And the words on his album kept going over and over in my head and it just kind of woke me up. I got to see him shortly thereafter; he came to San Francisco and was being booed offstage. You know, you can sing sex, drugs, rock ‘n’ roll, death and angst, but sing about God and people are starting to throw tomatoes.

I sent him a very supportive and encouraging letter saying, “look, I was there the day they tried to boo you off the stage in Newport when you went electric. They’re not there yet, they’re just a little in shock. But hang in there, because what you wrote really ministered to me.” And I told him the little story and he was very heartened about that so we shared a lot around that time…he was very encouraging.

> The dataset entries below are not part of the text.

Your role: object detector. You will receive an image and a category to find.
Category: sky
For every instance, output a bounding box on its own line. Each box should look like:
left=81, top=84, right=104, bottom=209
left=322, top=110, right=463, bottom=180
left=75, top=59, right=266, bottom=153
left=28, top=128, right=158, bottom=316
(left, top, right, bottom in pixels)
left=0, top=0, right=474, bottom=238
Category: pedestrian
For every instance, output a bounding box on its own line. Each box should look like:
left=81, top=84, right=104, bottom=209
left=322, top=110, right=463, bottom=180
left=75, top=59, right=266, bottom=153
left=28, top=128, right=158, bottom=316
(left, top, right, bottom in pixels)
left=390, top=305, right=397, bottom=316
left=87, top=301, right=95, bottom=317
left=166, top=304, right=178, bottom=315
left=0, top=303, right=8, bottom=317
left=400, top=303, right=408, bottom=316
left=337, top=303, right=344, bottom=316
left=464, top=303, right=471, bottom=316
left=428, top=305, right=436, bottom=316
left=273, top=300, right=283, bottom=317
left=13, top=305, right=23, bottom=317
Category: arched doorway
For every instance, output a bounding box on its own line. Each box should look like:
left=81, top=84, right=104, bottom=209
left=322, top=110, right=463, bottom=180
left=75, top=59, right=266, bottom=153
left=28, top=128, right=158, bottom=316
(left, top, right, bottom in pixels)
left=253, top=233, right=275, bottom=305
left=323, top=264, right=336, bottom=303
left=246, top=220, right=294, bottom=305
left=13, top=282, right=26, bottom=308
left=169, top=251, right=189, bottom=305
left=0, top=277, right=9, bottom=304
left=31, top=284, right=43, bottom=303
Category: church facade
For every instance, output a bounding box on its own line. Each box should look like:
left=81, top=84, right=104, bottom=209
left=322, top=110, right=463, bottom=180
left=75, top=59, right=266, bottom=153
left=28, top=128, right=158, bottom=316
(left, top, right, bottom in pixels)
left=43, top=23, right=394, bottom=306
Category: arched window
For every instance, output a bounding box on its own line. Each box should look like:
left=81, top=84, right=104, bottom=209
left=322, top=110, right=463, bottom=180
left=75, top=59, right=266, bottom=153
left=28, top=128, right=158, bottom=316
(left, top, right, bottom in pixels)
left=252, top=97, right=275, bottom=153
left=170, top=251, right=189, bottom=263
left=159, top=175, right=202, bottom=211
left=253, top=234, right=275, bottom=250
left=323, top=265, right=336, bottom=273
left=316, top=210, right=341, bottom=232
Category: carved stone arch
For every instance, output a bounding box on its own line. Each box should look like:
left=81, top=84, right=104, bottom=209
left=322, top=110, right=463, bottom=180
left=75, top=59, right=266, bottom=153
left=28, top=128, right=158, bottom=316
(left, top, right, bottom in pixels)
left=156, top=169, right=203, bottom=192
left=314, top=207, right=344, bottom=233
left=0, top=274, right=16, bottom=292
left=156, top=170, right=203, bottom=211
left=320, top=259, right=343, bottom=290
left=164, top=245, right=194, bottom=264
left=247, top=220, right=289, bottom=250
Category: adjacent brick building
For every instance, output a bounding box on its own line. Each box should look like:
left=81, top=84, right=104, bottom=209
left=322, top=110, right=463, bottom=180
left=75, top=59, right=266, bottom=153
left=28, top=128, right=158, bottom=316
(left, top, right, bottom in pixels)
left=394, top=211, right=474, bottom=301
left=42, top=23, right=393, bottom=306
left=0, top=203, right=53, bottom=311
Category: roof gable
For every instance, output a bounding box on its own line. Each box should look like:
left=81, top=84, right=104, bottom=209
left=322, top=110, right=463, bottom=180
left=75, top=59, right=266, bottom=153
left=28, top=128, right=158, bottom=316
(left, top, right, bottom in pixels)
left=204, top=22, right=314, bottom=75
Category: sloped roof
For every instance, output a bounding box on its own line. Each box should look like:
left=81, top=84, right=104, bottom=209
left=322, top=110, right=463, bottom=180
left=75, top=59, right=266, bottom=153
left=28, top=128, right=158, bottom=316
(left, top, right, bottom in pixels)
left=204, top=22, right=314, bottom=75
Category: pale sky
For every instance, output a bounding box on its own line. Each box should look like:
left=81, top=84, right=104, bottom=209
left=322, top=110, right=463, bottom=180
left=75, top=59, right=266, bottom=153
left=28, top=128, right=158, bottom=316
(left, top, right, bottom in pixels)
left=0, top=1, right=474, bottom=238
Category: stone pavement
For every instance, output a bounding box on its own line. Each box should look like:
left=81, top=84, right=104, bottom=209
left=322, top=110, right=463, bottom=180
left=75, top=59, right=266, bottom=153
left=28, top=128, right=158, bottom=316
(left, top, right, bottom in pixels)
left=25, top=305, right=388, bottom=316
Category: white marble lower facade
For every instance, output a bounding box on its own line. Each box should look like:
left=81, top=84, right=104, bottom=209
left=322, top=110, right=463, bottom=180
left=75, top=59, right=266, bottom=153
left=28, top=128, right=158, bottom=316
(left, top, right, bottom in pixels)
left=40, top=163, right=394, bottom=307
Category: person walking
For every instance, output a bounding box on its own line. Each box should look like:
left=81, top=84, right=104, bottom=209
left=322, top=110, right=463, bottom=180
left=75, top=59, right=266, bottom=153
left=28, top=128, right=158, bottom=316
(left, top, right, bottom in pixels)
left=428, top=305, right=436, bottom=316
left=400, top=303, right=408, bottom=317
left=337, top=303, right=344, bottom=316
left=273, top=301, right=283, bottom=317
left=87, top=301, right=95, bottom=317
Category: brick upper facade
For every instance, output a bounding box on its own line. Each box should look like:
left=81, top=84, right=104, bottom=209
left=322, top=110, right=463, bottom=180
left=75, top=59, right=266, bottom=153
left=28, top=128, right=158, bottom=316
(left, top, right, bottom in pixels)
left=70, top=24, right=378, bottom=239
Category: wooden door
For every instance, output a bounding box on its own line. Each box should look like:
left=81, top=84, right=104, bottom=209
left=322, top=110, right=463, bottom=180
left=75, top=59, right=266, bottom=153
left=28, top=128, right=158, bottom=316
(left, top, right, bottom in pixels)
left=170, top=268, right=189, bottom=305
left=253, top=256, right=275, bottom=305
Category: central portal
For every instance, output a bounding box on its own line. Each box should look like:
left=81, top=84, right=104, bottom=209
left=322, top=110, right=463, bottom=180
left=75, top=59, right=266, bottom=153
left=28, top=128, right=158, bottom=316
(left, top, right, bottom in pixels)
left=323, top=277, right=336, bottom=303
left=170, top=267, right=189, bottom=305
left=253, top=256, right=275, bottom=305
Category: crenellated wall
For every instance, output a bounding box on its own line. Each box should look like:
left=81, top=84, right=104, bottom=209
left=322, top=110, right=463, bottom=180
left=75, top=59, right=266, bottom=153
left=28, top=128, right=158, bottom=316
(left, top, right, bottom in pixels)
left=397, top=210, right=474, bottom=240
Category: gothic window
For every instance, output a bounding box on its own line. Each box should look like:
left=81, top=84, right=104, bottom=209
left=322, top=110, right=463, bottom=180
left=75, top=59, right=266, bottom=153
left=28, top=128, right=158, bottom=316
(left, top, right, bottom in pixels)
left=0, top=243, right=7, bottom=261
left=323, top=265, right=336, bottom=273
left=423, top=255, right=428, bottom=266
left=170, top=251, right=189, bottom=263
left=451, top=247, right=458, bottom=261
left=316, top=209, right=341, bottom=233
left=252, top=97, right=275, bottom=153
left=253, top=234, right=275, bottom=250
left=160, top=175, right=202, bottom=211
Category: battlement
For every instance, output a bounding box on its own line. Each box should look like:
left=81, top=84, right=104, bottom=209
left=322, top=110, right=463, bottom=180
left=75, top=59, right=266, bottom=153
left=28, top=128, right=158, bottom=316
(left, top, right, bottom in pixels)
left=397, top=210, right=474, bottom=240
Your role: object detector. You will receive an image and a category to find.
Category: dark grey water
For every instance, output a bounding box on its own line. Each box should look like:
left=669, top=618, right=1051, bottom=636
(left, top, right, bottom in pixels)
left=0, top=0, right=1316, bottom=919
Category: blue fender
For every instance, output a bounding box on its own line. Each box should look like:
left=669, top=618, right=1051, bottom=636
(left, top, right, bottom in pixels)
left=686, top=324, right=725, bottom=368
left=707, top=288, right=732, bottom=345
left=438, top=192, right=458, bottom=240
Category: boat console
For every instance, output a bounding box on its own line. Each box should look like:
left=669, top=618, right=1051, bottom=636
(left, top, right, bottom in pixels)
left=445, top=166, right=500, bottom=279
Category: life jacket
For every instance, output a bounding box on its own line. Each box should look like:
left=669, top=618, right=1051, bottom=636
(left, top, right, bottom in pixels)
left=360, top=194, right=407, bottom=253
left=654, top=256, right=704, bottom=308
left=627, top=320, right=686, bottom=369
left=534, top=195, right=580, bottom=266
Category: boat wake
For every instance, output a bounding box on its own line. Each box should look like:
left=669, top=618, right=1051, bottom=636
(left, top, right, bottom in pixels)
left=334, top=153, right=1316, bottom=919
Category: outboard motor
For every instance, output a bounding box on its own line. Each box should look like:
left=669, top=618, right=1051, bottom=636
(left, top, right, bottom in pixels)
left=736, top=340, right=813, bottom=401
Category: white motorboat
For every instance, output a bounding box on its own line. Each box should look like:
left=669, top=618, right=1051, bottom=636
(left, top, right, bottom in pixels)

That was the beginning of my awakening. And so I said, “well, what should I do now, now that I’ve woken up and received the holy spirit?” And he said (here she switches to a Bob Dylan impersonation), “you gotta read the bible.” And I went, “no, not the bible! I can’t get through it.” And he said, “no, if you read it, it will reveal itself to you.”

And he was right about that. I plodded along with that for a couple of years when I saw this book [Original Blessing] — it really opened the layers of the onion that are still unfolding. I saw that the construct of official Christiandom was really rigid. I was able to absorb the spiritual power of the message without all the dogma.

***

As Maria finished her last words, she rose from her chair indicating the end of the interview and the beginning of lunch. We thanked her and all walked down the stairs to the hotel’s buffet table.